Abstract

Extensive research showed that one of the major difficulties that people with schizophrenia spectrum disorders are struggling with involves their ability to reflect on their own and others' mental activities, also defined as metacognition. Several new psychotherapies have been developed to assist patients (re)gain metacognitive capacity, including Metacognitive Reflection and Insight Therapy (MERIT). The current study investigated the client's subjective experience of psychotherapy, to determine whether service users found MERIT effective and whether these gains align with quantitative findings, which processes they considered responsible for these benefits, in which ways participants found MERIT similar or different from other interventions, and whether they experienced non-desirable factors and outcomes. All participants who had participated in a randomized controlled trial investigating the efficacy of MERIT were offered a structured post-therapy interview by an independent assessor. Fourteen out of 18 (77%) participants, all of whom had completed therapy, responded.
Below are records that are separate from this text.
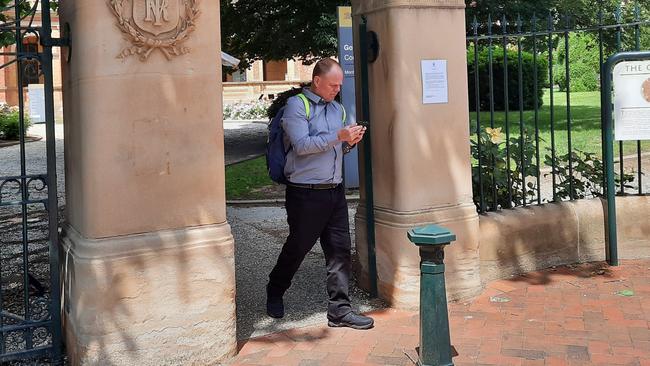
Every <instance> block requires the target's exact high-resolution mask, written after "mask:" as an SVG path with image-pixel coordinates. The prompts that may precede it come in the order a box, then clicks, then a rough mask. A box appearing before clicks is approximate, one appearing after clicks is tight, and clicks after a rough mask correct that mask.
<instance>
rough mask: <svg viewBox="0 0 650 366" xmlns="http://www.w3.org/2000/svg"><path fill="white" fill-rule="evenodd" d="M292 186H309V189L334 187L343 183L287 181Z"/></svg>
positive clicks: (321, 188)
mask: <svg viewBox="0 0 650 366" xmlns="http://www.w3.org/2000/svg"><path fill="white" fill-rule="evenodd" d="M287 185H288V186H290V187H296V188H307V189H334V188H337V187H338V186H340V185H341V183H325V184H302V183H291V182H289V183H287Z"/></svg>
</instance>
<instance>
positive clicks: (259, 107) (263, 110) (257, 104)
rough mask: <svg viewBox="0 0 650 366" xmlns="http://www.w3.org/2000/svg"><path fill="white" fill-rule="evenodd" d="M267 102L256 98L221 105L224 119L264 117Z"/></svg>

Most participants (10/14) indicated that they had experienced the therapy as beneficial to their recovery, and in general contributed to their understanding of their own thinking, which maps closely onto the quantitative findings reported elsewhere. They mainly attributed these changes to their own active role in therapy, the intervention letting them vent and self-express, and forming an alliance with the therapist. Participants reports of change map closely onto the quantitative findings from the randomized controlled trial. Findings are discussed in the frameworks of the metacognitive model of psychosis and the integrative intersubjective model of psychotherapy for psychosis emphasizing the role of the clients as active agent of change. The use of a systematic, qualitative interview at the conclusion of therapy may yield important information regarding process and outcome. Analysis of the interview revealed that clients' perceptions regarding change within themselves closely maps onto quantitative findings. MERIT may not be the appropriate intervention for all clients; some may prefer a more solution-oriented approach such as CBTp or Metacognition-Oriented Social Skills training. Self-expressing with a trained clinician may be therapeutic in itself.